As previously reported, on September 22, 2004, Akorn, Inc. (the Company) and Strides Arcolab
Limited, a pharmaceutical manufacturer based in India (Strides), entered into certain agreements
providing for a joint venture for the development, manufacturing and marketing of grandfathered
products, patent-challenging products and abbreviated new drug application products for the United
States hospital and retail markets. The joint venture has operated in the form of a Delaware
limited liability company named Akorn-Strides, LLC (A-S). Under an OEM Agreement between Strides
and A-S dated September 22, 2004, as amended (the OEM Agreement), entered into as part of the
joint venture, Strides is responsible for developing, manufacturing and supplying products.
On December 6, 2006, A-S entered into a Fifth Amendment to OEM Agreement (the Fifth
Amendment) with Strides. Among other things, the Fifth Amendment amends the OEM Agreement to (i)
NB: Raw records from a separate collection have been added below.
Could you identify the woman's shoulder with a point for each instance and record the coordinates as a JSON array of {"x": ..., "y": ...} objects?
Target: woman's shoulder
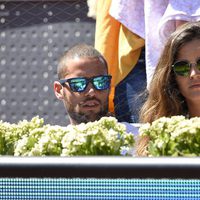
[{"x": 132, "y": 127}]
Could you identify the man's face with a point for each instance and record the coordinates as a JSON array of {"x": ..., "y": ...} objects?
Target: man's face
[{"x": 91, "y": 104}]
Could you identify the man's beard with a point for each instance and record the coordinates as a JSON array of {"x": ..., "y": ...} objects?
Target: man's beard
[
  {"x": 86, "y": 117},
  {"x": 81, "y": 117}
]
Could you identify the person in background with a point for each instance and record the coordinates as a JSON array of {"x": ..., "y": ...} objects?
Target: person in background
[
  {"x": 154, "y": 21},
  {"x": 124, "y": 52},
  {"x": 84, "y": 84},
  {"x": 175, "y": 86}
]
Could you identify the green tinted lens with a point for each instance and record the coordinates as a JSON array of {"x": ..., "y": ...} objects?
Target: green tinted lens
[
  {"x": 101, "y": 82},
  {"x": 198, "y": 64},
  {"x": 77, "y": 84},
  {"x": 182, "y": 68}
]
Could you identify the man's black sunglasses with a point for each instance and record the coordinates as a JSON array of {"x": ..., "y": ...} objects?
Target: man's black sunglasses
[{"x": 80, "y": 84}]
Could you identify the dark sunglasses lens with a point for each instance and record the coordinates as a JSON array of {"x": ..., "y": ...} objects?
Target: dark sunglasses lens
[
  {"x": 78, "y": 84},
  {"x": 182, "y": 68},
  {"x": 198, "y": 64},
  {"x": 102, "y": 82}
]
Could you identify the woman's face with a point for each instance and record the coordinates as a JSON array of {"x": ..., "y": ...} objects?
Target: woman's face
[{"x": 190, "y": 85}]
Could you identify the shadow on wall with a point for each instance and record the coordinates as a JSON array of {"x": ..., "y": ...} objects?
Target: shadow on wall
[{"x": 33, "y": 35}]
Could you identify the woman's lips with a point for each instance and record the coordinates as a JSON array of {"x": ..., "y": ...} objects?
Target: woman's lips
[{"x": 195, "y": 85}]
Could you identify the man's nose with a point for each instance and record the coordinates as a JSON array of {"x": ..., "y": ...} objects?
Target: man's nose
[{"x": 90, "y": 90}]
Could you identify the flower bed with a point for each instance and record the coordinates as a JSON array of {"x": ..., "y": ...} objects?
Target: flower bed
[{"x": 33, "y": 138}]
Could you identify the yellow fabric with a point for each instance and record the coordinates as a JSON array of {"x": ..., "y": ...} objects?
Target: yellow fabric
[{"x": 120, "y": 47}]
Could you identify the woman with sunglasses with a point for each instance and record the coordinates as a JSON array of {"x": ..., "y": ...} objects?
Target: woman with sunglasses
[
  {"x": 83, "y": 84},
  {"x": 175, "y": 87}
]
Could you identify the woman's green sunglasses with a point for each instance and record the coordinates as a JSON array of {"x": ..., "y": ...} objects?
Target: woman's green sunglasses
[{"x": 182, "y": 68}]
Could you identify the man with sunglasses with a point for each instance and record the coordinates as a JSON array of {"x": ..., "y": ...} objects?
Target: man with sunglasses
[{"x": 84, "y": 84}]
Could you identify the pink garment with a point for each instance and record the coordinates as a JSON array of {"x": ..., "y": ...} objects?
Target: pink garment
[{"x": 154, "y": 20}]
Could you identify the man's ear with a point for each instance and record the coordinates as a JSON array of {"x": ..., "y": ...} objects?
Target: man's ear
[{"x": 58, "y": 90}]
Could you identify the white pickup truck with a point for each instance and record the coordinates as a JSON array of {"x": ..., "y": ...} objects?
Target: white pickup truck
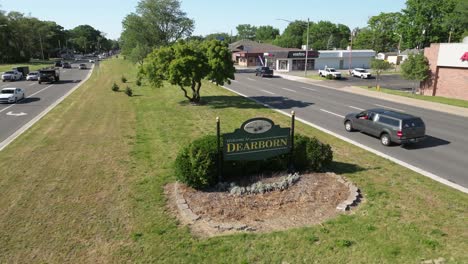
[
  {"x": 330, "y": 72},
  {"x": 362, "y": 73},
  {"x": 12, "y": 76}
]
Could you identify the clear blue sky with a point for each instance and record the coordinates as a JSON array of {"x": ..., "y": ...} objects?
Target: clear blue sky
[{"x": 210, "y": 16}]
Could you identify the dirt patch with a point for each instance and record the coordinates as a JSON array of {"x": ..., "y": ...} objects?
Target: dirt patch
[{"x": 313, "y": 199}]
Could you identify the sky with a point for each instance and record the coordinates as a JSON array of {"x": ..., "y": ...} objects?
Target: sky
[{"x": 210, "y": 16}]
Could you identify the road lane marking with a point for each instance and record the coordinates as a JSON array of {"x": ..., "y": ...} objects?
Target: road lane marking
[
  {"x": 357, "y": 108},
  {"x": 384, "y": 106},
  {"x": 357, "y": 144},
  {"x": 335, "y": 114},
  {"x": 267, "y": 91},
  {"x": 289, "y": 90},
  {"x": 25, "y": 98},
  {"x": 307, "y": 88}
]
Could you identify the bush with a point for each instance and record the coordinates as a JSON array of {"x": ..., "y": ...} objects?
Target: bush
[
  {"x": 115, "y": 87},
  {"x": 195, "y": 164},
  {"x": 128, "y": 91}
]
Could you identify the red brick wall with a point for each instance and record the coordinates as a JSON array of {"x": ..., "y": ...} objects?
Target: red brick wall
[{"x": 453, "y": 83}]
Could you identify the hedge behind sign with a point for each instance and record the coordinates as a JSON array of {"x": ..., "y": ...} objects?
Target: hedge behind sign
[{"x": 256, "y": 139}]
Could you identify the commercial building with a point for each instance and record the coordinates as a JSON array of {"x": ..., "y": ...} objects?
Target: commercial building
[{"x": 448, "y": 64}]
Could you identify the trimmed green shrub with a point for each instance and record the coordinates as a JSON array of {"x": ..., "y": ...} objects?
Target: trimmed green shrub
[
  {"x": 195, "y": 164},
  {"x": 115, "y": 87},
  {"x": 128, "y": 91}
]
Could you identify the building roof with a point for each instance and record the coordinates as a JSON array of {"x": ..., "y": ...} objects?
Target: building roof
[{"x": 251, "y": 46}]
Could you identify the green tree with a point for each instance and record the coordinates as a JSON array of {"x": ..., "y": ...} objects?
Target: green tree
[
  {"x": 379, "y": 66},
  {"x": 415, "y": 68},
  {"x": 266, "y": 34},
  {"x": 155, "y": 23},
  {"x": 246, "y": 31},
  {"x": 186, "y": 64}
]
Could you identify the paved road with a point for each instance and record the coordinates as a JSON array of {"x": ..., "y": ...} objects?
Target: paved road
[
  {"x": 38, "y": 98},
  {"x": 444, "y": 153}
]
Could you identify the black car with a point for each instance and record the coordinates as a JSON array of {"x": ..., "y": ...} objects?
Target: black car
[
  {"x": 389, "y": 126},
  {"x": 264, "y": 71}
]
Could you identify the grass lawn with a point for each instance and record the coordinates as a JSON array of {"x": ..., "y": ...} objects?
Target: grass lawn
[
  {"x": 85, "y": 184},
  {"x": 435, "y": 99}
]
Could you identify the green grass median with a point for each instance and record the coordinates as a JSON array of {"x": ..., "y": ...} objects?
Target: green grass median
[{"x": 85, "y": 184}]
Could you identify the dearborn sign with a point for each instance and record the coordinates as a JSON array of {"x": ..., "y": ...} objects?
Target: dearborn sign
[{"x": 256, "y": 139}]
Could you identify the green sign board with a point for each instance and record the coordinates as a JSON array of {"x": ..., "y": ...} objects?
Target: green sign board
[{"x": 256, "y": 139}]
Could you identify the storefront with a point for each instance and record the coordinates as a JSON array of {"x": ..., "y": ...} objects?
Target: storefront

revise and replace the former Exhibit B ANDA Schedule with an updated Exhibit B-1 ANDA
Schedule, (ii) add new products under the OEM Agreement pursuant to a new Exhibit B-2 Additional
ANDA Schedule, (iii) provide for the future payment of additional registration costs for the
development of the additional products set forth in Exhibit B-2 Additional ANDA Schedule, and
(iv) acknowledge the abandonment of certain products and the reallocation of the amount received by
Strides as additional registration costs therefore towards registration costs referenced in Exhibit
B-1 ANDA Schedule.
The description of the Fifth Amendment herein is only a summary and is qualified in its
entirety by the full text of such document, which is filed as an exhibit hereto and is incorporated
by reference herein.
On September 22, 2004, (i) the Company and Strides entered into a Limited Liability Company
Agreement for the management of A-S, (ii) the Company and A-S entered into a Sales and Marketing
Agreement for the exclusive sales and marketing of products, (iii) A-S executed a Promissory Note
for the benefit of the Company, and (iv) Strides executed a Capital Contribution Agreement for the
benefit of A-S. A-S and Strides have also entered into four earlier amendments to the OEM
Agreement, which were not deemed to be material amendments when executed, but are filed as exhibits
hereto for explanatory purposes.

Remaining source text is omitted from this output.